This paper is currently under peer review. The code might change frequently. We are currently experiencing a severe staff shortage. If you encounter any issues during the replication process, please feel free to contact us through an issue or via email:oceanytech@gmail.com.
This repository contains the official implementation for the paper "From Words to Worth: Newborn Article Impact Prediction with LLM". The tool is designed to PEFT the LLMs for the prediction of the future impact.
First, pull the repo and type following commands in the console:
cd ScImpactPredict
pip install -r requirements.txt
To begin with default setting, you should request access and download the LLaMA-3 pretrain weights at huggingface official sites. Then, download the provided LLaMA-3 LoRA weights (runs_dir) here.
Finally, modify the path to the model's weights in the single_pred.py
file, and type python single_pred.py
in the console.
For fine-tuning, you may manually modify the 'xxxForSequenceClassification' in the transformers
package. Or follow the instruction to trust remote code.
class LlamaForSequenceClassification(LlamaPreTrainedModel):
def __init__(self, config):
super().__init__(config)
...
self.post_init()
# Add codes here!
self.loss_func = 'mse'
self.sigmoid = nn.Sigmoid()
...
def forward(...):
...
logits = self.score(hidden_states)
# Add codes here!
if not self.loss_func == 'bce':
logits = self.sigmoid(logits)
if input_ids is not None:
batch_size = input_ids.shape[0]
...
# Add codes here!
if self.config.problem_type == "regression":
if self.loss_func == 'bce':
loss_fct = BCEWithLogitsLoss()
elif self.loss_func == 'mse':
loss_fct = MSELoss()
elif self.loss_func == 'l1':
loss_fct = L1Loss()
elif self.loss_func == 'smoothl1':
loss_fct = nn.SmoothL1Loss()
Then, prepare train.sh
bash file like below:
DATA_PATH="ScImpactPredict/NAID/NAID_train_extrainfo.csv"

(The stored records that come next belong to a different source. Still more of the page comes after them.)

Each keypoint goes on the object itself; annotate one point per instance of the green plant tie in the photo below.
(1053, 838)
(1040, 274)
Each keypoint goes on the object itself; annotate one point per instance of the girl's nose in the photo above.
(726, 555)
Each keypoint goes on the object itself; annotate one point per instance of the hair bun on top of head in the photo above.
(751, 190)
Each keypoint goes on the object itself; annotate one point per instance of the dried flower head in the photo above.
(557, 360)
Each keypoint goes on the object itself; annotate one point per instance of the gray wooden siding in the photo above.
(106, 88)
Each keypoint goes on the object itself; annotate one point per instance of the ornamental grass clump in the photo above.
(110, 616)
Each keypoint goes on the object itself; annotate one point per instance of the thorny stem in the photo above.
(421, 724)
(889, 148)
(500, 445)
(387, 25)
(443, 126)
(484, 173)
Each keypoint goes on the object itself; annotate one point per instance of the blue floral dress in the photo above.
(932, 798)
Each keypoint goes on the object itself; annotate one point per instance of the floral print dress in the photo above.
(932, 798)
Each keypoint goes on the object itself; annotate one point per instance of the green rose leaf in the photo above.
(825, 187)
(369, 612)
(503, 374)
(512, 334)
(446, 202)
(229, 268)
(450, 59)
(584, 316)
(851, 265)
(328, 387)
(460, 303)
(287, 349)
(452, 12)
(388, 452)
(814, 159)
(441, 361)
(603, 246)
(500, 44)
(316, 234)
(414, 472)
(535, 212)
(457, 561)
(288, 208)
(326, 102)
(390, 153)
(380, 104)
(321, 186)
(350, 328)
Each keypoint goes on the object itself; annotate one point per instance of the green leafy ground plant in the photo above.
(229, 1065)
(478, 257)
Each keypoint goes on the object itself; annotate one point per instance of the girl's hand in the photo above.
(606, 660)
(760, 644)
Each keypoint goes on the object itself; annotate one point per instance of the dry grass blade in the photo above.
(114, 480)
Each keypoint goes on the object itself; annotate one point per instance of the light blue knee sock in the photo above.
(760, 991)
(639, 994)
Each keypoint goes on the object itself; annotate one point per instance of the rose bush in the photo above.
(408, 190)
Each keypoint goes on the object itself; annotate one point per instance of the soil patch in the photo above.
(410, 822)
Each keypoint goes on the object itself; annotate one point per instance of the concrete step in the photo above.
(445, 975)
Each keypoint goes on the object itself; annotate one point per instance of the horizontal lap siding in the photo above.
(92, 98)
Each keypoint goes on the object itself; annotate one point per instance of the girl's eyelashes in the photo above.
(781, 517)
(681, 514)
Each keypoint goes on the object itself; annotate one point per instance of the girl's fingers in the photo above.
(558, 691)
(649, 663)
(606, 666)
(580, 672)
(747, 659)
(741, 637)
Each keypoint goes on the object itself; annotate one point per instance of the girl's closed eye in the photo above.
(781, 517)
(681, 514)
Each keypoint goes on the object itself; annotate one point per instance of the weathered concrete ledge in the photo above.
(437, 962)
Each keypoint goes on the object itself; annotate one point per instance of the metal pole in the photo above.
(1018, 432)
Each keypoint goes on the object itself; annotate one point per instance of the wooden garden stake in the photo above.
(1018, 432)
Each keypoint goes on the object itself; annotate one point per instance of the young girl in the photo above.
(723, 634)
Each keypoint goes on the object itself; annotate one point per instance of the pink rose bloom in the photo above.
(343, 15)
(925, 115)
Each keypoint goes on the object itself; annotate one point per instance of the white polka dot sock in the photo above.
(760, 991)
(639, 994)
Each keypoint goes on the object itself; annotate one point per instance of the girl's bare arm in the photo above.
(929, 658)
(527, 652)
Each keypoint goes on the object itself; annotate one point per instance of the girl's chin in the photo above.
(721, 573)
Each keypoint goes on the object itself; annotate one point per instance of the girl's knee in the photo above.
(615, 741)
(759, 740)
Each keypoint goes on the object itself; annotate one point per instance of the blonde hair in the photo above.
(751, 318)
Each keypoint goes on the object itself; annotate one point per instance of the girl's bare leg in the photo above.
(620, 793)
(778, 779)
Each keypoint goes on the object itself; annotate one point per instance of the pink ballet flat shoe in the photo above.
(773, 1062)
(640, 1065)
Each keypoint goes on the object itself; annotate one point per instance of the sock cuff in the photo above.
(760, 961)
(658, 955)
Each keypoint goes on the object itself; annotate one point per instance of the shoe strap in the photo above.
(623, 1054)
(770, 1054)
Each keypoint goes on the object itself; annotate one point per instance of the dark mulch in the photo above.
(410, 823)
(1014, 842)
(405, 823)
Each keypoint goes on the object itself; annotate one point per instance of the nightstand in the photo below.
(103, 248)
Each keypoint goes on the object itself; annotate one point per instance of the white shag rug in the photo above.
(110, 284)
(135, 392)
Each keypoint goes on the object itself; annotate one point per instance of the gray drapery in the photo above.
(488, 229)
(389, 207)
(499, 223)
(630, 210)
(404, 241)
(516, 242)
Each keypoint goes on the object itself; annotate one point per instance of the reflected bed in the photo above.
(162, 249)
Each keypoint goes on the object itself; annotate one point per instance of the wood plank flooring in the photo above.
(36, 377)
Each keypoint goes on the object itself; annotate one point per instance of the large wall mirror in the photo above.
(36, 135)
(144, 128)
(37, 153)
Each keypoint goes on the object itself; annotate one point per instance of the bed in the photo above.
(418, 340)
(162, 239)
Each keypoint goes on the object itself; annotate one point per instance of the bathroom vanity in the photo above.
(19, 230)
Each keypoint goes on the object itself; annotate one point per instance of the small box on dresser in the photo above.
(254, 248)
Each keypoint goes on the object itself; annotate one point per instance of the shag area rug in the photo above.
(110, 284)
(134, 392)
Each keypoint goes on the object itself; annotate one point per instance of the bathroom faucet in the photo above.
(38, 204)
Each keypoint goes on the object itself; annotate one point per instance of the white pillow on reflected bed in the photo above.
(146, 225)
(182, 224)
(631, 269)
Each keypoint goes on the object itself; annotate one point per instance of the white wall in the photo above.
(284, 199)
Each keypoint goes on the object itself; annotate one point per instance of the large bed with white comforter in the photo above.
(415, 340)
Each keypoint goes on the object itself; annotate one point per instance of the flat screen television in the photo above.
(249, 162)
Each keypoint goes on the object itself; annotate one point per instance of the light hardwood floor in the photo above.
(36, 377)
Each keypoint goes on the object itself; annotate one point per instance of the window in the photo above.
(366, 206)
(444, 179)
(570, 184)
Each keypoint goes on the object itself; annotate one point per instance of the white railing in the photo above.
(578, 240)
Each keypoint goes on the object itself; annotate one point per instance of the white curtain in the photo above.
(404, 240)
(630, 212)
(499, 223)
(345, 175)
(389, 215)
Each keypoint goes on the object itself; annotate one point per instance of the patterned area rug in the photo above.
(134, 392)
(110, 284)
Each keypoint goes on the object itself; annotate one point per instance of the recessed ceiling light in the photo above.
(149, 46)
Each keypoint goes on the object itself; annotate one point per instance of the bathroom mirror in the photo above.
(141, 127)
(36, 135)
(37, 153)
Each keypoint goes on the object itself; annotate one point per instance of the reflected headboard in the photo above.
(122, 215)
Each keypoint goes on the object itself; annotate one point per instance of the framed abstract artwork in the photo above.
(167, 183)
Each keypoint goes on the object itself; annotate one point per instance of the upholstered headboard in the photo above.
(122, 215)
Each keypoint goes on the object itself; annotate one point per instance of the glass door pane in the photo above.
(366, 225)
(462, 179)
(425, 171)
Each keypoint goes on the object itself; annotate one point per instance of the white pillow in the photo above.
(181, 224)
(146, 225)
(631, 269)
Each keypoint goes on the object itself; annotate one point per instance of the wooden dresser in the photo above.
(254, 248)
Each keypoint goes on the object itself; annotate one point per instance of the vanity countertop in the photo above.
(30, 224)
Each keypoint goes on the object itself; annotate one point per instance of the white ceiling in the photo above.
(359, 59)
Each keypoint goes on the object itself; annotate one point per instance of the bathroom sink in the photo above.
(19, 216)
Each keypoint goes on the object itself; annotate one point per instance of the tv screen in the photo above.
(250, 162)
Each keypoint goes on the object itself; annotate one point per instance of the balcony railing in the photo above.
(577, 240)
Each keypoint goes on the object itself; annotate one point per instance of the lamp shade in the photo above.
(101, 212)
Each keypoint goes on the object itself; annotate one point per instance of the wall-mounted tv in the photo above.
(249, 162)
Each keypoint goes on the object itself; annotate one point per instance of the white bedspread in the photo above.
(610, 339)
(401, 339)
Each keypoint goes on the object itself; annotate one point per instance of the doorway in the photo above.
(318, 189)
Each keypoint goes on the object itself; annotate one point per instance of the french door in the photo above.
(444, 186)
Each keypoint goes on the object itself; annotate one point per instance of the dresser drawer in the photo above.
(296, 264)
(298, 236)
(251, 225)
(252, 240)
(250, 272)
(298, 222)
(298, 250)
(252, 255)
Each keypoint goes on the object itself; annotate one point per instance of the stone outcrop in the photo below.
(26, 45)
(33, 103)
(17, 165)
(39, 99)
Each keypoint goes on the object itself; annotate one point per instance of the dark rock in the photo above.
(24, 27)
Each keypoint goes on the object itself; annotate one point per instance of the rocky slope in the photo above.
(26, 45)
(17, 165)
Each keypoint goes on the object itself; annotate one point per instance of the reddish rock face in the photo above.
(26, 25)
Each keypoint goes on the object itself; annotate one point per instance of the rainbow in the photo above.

TEST_DATA_PATH="ScImpactPredict/NAID/NAID_test_extrainfo.csv"
OMP_NUM_THREADS=1 accelerate launch offcial_train.py \
--total_epochs 5 \
--learning_rate 1e-4 \
--data_path $DATA_PATH \
--test_data_path $TEST_DATA_PATH \
--runs_dir ScImpactPredict/official_runs/LLAMA3 \
--checkpoint path_to_huggingface_LLaMA3
Finally, type sh train.sh
in the console. Wating for the training ends~
Similar to fine-tuning, prepare test.sh
as below:
python inference.py \
--data_path ScImpactPredict/NAID/NAID_test_extrainfo.csv \
--weight_dir path_to_runs_dir
Then, type sh test.sh
.
We also offer the weights of other models for download.
LLMs | Size | MAE | NDCG | Mem | Download Link |
---|---|---|---|---|---|
Phi-3 | 3.8B | 0.226 | 0.742 | 6.2GB | Download |
Falcon | 7B | 0.231 | 0.740 | 8.9GB | Download |
Qwen-2 | 7B | 0.223 | 0.774 | 12.6GB | Download |
Mistral | 7B | 0.220 | 0.850 | 15.4GB | Download |
Llama-3 | 8B | 0.216 | 0.901 | 9.4GB | Download |
With a few adjustments based on your specific needs, it should work fine. Since these models train very quickly (less than a few minutes on a single RTX 3080), we won’t be providing the trained weights.
Folders like furnace, database, and tools are used for building the NAID and TKPD datasets. They have no direct connection to training or inference.